Error Severity Levels

  • Critical: Operation cannot continue
  • Error: Specific item failed but others may succeed
  • Warning: Non-blocking issues that should be addressed
  • Info: Informational messages for user awareness

11.2 Transaction Management Philosophy

The system implements strict transaction management for data consistency:

Transaction Principles

  1. Atomicity: All operations succeed or all fail
  2. Consistency: Data remains in valid state
  3. Isolation: Concurrent operations don’t interfere
  4. Durability: Committed changes persist

Rollback Strategy

When errors occur during processing:

  • Transaction is immediately aborted
  • All changes within transaction are reversed
  • System state returns to pre-operation condition
  • Error details are logged for debugging
  • User receives comprehensive error information

11.3 Recovery Mechanisms

stateDiagram-v2
    [*] --> Uploading
    Uploading --> Validating
    Validating --> ValidationFailed: Errors Found
    Validating --> CreatingEntities: No Errors
    CreatingEntities --> Failed: Error
    CreatingEntities --> Completed: Success
    ValidationFailed --> [*]
    Failed --> Retry: Manual Retry
    Retry --> Validating
    Completed --> [*]

Recovery Options

  • Validation Failed: User corrects data and re-uploads
  • Processing Failed: System admin investigates and retries
  • Partial Success: Rollback ensures no partial data
  • Retry Logic: Clean state allows safe retry

12. Performance Optimization

12.1 Batch Processing Strategy

The system optimizes performance through intelligent batching:

Batching Logic

  1. Dynamic Batch Sizing: Adjusts based on data complexity
  2. Parallel Processing: Multiple batches processed concurrently
  3. Resource Management: Limits concurrent operations
  4. Memory Optimization: Processes data in chunks

Benefits of Batching

  • Reduces memory footprint for large datasets
  • Improves response times through parallelization
  • Prevents database connection exhaustion
  • Enables progress tracking at batch level

12.2 Caching Strategy

Strategic caching reduces redundant operations:

Cache Implementation

  • Validation Cache: Stores results of expensive validation queries
  • Reference Data Cache: Keeps frequently accessed lookup data
  • Temporary Cache: Exists only during operation lifecycle
  • Cache Invalidation: Clears after operation completes

Performance Impact

  • Reduces database queries by up to 80%
  • Improves validation speed significantly
  • Enables larger batch processing
  • Reduces overall operation time

13. Conclusion

The Nimbly bulk operations feature represents a sophisticated system for handling large-scale data operations across multiple entities.
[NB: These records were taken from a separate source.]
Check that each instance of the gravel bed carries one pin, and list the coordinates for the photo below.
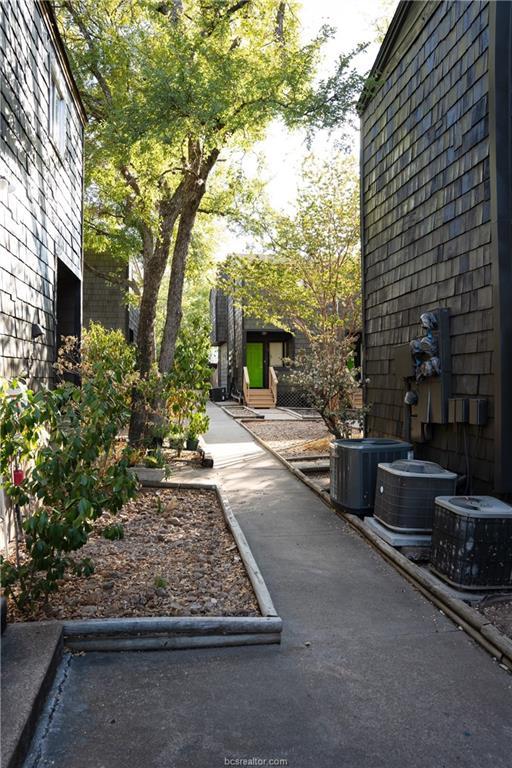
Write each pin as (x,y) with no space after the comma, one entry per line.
(294,437)
(177,558)
(239,412)
(499,613)
(306,413)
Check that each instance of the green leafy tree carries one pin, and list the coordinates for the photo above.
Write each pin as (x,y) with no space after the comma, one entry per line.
(172,88)
(307,279)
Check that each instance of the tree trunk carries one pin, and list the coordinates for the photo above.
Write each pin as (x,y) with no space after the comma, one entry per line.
(192,201)
(175,293)
(155,261)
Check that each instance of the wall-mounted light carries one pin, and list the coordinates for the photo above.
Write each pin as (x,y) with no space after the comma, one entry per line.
(37,331)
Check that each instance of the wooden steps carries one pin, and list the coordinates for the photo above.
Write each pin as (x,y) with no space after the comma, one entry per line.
(259,398)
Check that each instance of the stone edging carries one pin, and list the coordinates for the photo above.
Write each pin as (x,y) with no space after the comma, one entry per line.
(178,632)
(466,617)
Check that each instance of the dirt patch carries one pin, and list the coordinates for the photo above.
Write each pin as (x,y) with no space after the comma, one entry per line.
(306,413)
(290,438)
(177,558)
(499,613)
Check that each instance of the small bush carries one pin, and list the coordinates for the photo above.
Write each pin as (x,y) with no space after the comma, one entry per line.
(65,439)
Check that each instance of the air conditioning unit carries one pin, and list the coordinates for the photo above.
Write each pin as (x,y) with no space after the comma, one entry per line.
(354,470)
(406,491)
(472,542)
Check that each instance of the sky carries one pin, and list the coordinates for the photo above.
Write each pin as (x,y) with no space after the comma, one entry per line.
(282,151)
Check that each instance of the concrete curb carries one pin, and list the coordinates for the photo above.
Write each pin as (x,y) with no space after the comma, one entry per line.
(180,632)
(24,700)
(466,617)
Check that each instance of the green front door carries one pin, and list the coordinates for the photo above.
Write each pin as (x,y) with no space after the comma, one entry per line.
(254,357)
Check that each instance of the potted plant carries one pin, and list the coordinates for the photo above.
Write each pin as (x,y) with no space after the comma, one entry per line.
(198,424)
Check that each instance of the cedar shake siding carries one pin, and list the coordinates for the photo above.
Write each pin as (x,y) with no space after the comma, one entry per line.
(435,204)
(231,330)
(41,177)
(105,295)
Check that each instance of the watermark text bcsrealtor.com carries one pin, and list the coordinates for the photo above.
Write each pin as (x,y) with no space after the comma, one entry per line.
(255,762)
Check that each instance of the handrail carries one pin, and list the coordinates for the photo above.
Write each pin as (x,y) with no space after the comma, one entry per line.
(273,384)
(246,385)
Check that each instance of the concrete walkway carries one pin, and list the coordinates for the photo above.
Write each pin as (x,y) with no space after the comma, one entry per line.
(369,673)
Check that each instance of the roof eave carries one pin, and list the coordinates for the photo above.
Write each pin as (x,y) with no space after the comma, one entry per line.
(50,20)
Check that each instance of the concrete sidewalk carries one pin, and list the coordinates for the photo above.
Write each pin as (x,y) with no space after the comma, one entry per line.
(369,673)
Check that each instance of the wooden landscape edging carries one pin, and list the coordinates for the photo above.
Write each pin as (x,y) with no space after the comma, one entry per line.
(467,618)
(180,632)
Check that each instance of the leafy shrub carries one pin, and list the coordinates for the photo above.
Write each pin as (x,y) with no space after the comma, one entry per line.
(65,439)
(197,425)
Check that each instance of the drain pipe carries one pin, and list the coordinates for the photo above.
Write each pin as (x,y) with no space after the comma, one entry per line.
(410,399)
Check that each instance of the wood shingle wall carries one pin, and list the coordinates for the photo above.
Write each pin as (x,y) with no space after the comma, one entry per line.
(41,193)
(426,219)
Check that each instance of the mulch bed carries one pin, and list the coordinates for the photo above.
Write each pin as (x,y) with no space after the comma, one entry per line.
(306,413)
(177,558)
(239,412)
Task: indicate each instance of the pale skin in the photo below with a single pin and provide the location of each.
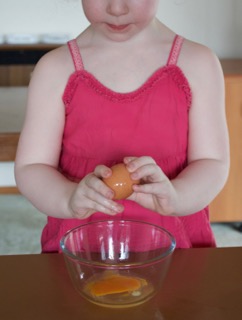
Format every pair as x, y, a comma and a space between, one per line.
113, 54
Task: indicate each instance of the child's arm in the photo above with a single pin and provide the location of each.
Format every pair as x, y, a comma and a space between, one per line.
208, 149
40, 145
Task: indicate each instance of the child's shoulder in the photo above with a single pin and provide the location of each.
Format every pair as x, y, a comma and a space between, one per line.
199, 61
197, 55
55, 63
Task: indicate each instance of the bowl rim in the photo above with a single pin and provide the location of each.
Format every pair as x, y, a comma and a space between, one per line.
99, 264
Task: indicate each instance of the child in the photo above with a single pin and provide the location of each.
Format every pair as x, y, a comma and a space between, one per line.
127, 89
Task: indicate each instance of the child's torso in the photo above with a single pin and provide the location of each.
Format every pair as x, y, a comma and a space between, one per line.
103, 126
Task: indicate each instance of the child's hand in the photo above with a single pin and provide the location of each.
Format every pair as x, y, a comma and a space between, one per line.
92, 195
156, 191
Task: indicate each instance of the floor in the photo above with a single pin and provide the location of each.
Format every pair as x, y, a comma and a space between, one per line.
21, 225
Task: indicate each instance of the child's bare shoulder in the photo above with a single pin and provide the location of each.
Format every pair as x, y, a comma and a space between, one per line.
199, 61
56, 64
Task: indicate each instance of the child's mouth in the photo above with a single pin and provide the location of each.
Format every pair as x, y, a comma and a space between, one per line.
115, 27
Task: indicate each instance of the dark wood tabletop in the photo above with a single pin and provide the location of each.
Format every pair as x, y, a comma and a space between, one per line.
201, 284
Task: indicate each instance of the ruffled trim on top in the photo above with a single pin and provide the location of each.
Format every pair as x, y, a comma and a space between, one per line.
84, 76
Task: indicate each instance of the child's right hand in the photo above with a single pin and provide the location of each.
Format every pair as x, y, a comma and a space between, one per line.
92, 195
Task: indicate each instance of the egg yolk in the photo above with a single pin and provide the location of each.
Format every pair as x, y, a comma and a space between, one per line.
115, 284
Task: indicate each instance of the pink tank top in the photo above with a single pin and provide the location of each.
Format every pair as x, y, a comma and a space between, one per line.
103, 126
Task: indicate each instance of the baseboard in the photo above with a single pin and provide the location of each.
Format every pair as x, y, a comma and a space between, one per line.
9, 190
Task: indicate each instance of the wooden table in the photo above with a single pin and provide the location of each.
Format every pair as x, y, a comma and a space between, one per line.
202, 284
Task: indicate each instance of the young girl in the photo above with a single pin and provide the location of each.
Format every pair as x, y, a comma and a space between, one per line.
127, 89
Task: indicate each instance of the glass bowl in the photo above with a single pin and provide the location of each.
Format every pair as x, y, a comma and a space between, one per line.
117, 263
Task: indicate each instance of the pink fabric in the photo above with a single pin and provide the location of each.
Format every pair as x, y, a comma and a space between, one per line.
103, 126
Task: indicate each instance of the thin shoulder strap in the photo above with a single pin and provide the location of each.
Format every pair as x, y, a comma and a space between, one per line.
75, 53
175, 50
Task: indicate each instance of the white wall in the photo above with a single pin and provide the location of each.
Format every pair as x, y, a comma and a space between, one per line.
215, 23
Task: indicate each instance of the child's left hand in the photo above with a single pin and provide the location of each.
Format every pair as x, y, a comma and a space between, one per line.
156, 191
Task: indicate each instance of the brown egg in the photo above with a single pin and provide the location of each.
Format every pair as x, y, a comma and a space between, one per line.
120, 182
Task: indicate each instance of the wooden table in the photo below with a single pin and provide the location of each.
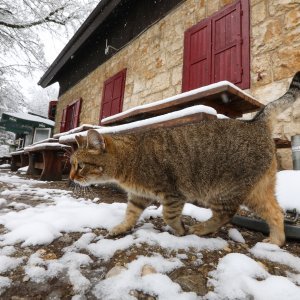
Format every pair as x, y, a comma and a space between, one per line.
19, 159
48, 160
6, 159
223, 96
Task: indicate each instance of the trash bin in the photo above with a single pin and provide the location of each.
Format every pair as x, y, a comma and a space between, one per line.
296, 151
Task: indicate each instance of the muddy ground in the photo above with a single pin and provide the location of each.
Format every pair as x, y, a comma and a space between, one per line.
192, 277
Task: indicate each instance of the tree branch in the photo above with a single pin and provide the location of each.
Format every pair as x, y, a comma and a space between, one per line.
47, 19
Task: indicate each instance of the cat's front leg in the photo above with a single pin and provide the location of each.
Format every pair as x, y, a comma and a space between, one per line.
172, 209
135, 207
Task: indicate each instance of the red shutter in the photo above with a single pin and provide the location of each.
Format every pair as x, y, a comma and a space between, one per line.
63, 120
113, 95
217, 49
77, 109
227, 45
197, 56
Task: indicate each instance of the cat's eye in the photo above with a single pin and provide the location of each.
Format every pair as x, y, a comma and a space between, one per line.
80, 166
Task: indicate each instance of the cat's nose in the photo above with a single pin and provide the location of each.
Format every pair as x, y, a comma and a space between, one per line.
72, 175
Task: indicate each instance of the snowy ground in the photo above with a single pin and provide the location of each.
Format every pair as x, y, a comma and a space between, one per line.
54, 245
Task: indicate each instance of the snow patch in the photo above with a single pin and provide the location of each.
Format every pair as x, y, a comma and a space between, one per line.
157, 284
239, 277
274, 253
236, 236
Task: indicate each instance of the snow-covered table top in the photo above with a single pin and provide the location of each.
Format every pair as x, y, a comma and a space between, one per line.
17, 152
223, 96
190, 114
46, 146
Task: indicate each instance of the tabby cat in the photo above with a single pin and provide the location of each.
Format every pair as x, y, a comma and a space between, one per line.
219, 163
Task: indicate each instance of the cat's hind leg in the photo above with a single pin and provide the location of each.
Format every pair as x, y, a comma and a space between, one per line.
172, 209
218, 219
263, 202
135, 207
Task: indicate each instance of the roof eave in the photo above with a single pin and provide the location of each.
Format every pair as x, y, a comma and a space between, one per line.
98, 15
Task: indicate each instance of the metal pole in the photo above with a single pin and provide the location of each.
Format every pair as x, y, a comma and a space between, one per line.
296, 151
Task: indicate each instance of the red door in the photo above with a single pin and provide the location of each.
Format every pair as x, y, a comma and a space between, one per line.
70, 116
113, 95
197, 56
226, 45
217, 49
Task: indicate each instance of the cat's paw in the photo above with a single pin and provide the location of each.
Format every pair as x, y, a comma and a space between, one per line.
117, 230
274, 241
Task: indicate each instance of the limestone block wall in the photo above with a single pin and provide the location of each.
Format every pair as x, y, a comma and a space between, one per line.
154, 60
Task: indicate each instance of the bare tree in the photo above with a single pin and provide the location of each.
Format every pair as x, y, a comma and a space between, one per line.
22, 22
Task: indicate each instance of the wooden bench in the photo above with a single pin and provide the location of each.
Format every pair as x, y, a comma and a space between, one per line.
47, 159
224, 97
186, 116
19, 159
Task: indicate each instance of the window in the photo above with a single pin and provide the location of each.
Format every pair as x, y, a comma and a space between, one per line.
217, 49
113, 94
52, 110
70, 116
41, 134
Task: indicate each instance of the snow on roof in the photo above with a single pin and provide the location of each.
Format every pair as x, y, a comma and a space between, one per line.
30, 117
68, 138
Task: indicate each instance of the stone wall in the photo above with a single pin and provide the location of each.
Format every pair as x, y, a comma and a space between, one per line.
154, 60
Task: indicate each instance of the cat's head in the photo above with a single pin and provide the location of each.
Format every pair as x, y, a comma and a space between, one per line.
92, 162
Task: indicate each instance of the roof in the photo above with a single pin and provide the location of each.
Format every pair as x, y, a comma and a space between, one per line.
23, 122
98, 15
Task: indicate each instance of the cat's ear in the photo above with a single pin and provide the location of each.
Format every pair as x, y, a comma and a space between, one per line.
95, 140
80, 140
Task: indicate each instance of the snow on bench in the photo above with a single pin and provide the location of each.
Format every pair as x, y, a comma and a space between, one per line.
224, 96
185, 116
47, 159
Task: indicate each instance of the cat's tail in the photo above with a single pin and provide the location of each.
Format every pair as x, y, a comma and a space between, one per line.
269, 112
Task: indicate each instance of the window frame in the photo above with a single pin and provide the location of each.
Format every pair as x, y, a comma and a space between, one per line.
122, 73
245, 46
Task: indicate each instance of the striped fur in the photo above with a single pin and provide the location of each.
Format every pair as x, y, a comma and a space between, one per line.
220, 164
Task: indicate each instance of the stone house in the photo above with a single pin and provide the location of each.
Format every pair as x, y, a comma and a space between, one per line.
132, 52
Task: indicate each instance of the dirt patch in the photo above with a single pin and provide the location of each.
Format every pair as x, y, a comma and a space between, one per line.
192, 276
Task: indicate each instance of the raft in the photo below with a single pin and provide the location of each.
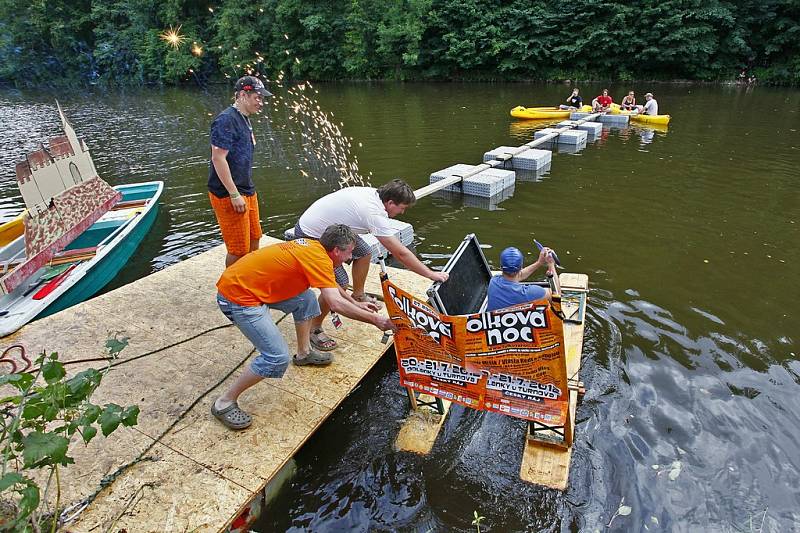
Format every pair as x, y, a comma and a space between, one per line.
638, 117
539, 113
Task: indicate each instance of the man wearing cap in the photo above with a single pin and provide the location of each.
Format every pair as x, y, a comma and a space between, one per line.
230, 178
506, 289
650, 107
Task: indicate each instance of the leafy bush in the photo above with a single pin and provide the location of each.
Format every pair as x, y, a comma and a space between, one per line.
37, 424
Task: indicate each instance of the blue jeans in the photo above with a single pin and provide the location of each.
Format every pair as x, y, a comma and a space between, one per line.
257, 325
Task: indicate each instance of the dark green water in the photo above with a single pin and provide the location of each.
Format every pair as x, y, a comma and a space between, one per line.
690, 239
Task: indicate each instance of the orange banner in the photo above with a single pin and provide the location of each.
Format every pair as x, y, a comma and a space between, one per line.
510, 361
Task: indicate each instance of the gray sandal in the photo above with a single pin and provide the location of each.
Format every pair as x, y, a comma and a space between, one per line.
321, 340
313, 357
232, 416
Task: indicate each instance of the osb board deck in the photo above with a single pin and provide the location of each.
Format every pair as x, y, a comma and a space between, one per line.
547, 465
198, 474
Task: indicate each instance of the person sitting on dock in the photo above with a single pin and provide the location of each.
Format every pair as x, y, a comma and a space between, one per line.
650, 106
602, 103
365, 210
628, 102
575, 102
278, 277
507, 289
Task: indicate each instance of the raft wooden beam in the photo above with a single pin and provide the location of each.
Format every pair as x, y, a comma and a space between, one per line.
544, 463
421, 427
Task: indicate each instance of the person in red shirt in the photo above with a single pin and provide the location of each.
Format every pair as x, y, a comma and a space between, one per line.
602, 103
279, 277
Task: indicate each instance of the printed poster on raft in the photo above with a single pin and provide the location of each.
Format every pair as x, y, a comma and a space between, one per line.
510, 361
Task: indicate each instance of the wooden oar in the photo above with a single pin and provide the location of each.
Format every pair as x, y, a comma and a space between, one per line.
53, 284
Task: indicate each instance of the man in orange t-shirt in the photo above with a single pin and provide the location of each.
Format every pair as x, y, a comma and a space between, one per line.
279, 277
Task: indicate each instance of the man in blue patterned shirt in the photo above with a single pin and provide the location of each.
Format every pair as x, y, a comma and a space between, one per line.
230, 179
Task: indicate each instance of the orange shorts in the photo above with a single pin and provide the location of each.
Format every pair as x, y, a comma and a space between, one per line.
238, 229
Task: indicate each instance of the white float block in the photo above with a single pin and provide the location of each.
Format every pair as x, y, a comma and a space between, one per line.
565, 137
530, 159
592, 128
486, 183
533, 175
565, 148
454, 170
490, 203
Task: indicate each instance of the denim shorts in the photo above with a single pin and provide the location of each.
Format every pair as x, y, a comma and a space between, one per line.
256, 323
360, 250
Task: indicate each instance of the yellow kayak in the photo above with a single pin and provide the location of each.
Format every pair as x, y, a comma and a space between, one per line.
539, 113
11, 229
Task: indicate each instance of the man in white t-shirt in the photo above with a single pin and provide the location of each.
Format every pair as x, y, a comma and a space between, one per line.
650, 107
365, 210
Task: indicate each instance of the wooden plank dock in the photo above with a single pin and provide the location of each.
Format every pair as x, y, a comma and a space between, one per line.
185, 471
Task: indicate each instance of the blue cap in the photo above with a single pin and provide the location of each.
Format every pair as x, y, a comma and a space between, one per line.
511, 260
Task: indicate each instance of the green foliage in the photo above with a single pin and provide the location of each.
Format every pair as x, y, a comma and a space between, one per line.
119, 41
38, 422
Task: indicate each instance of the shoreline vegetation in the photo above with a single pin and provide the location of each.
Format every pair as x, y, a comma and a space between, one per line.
175, 42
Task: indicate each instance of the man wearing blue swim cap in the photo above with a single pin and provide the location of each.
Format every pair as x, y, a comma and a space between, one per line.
506, 289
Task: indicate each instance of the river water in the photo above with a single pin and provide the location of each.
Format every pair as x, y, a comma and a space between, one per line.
689, 236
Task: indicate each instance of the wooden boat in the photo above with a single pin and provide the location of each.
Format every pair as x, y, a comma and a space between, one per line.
540, 113
78, 232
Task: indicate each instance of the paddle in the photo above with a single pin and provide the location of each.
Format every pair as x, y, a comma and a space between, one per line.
53, 284
552, 253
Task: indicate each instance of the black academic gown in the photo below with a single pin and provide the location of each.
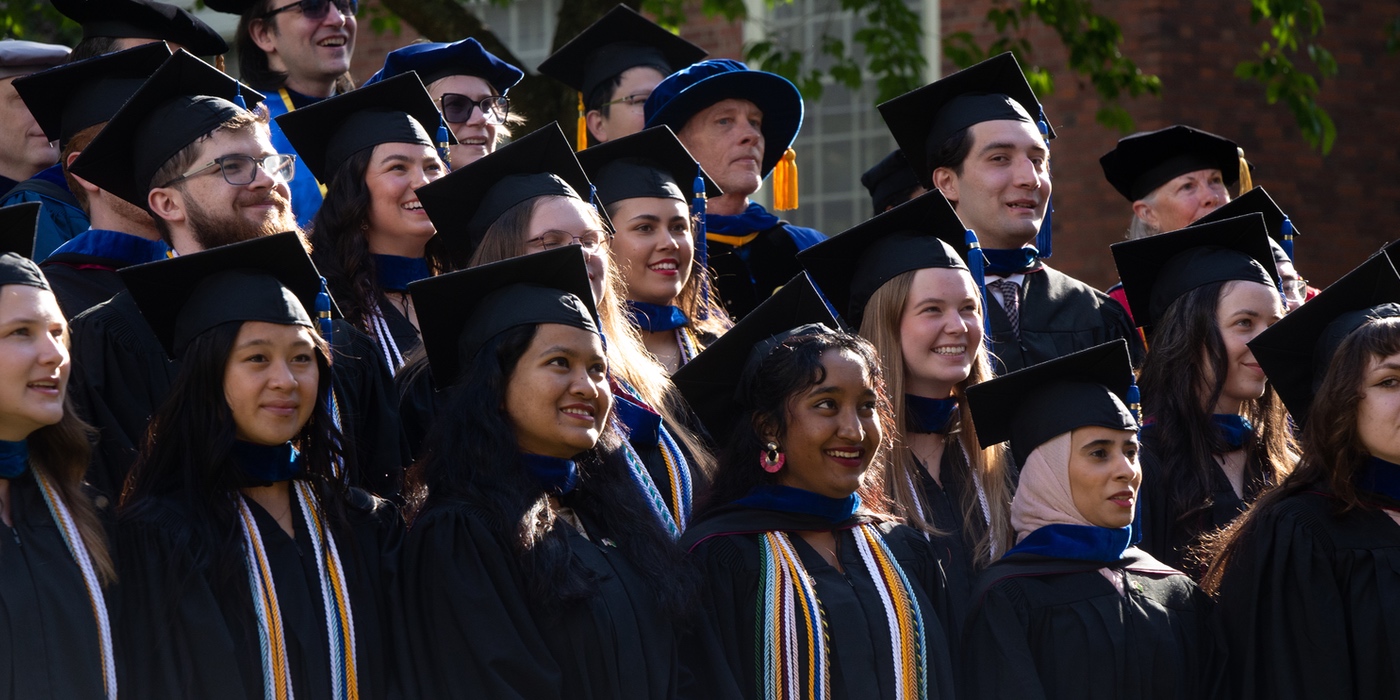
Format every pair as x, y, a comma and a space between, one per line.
1056, 629
1059, 315
473, 632
1311, 602
189, 626
49, 641
121, 377
1169, 536
725, 548
956, 548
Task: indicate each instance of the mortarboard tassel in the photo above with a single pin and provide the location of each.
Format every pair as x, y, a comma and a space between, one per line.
583, 125
697, 205
1246, 182
444, 150
1288, 237
1045, 245
977, 266
784, 182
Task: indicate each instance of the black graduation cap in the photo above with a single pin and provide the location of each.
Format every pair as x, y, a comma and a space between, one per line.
325, 135
18, 224
436, 60
468, 200
619, 41
1147, 160
73, 97
917, 234
651, 163
991, 90
1297, 350
143, 20
1033, 405
710, 382
185, 100
1157, 270
889, 181
458, 312
268, 279
1253, 202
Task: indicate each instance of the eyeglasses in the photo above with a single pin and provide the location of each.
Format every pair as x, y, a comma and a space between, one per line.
1295, 290
633, 100
318, 9
458, 108
588, 241
242, 170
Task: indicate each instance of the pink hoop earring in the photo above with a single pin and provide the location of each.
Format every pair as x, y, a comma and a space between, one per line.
770, 459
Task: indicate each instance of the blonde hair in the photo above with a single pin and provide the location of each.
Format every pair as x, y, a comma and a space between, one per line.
626, 353
881, 326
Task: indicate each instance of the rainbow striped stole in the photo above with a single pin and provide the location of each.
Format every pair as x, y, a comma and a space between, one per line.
793, 653
333, 594
77, 548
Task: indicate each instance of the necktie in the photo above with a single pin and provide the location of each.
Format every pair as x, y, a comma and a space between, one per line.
1010, 293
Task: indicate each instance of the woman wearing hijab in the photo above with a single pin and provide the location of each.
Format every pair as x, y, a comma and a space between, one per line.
527, 198
812, 587
914, 298
1306, 580
534, 567
55, 627
249, 567
1074, 611
371, 238
1215, 434
647, 182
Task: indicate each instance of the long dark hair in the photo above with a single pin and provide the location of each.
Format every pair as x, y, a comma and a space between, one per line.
188, 450
1179, 392
1332, 450
340, 249
791, 368
471, 455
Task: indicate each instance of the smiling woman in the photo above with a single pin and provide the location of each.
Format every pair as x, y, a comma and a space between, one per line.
242, 542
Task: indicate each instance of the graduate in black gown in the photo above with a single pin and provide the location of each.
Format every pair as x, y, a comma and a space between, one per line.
532, 196
249, 567
72, 104
55, 622
982, 137
1215, 434
1074, 611
812, 588
647, 182
373, 147
158, 153
1308, 580
534, 567
902, 280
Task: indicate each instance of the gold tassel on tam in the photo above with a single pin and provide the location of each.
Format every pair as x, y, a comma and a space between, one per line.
1245, 181
583, 125
784, 182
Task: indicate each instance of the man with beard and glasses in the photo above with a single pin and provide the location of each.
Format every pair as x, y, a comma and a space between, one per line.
186, 151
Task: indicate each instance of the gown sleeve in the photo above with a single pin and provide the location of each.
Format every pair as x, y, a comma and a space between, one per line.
1284, 612
174, 639
469, 627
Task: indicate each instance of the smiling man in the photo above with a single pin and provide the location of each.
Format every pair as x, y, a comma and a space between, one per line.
298, 53
738, 123
976, 136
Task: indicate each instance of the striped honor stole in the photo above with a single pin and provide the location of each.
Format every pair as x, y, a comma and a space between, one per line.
793, 654
335, 597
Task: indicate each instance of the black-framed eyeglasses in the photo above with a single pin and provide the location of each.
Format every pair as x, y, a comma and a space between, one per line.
317, 9
633, 100
458, 108
242, 170
588, 240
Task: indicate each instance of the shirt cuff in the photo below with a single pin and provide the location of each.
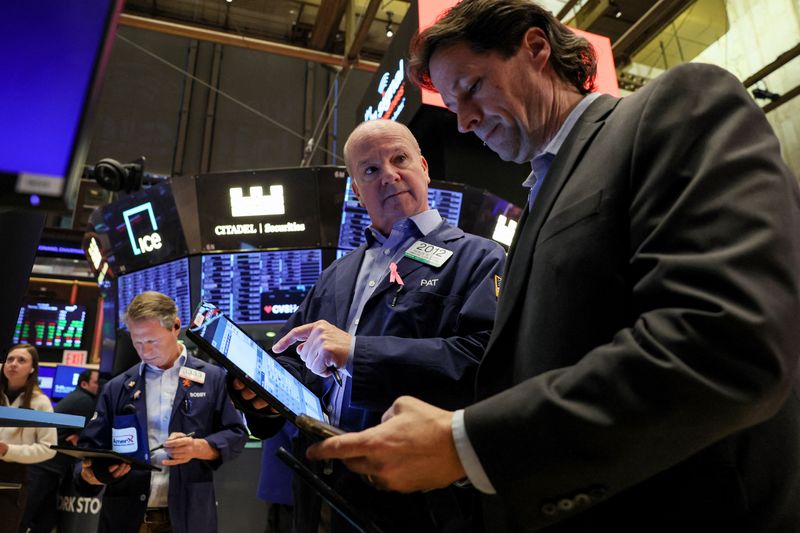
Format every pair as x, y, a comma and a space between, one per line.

The architecture demonstrates several key strengths:

  1. Separation of Concerns: Clear separation between API layers, business logic, and data access
  2. Robust Validation: Multi-stage validation ensures data integrity
  3. Transaction Management: Proper transaction handling prevents partial updates
  4. Scalability: Batch processing and async operations support large datasets
  5. Error Handling: Comprehensive error tracking and recovery mechanisms
  6. Security: Input validation, authentication, and authorization at multiple levels

The system’s modular design allows for easy extension and maintenance, while the event-driven architecture enables loose coupling between services. The comprehensive validation framework ensures data quality, and the performance optimizations handle large-scale operations efficiently.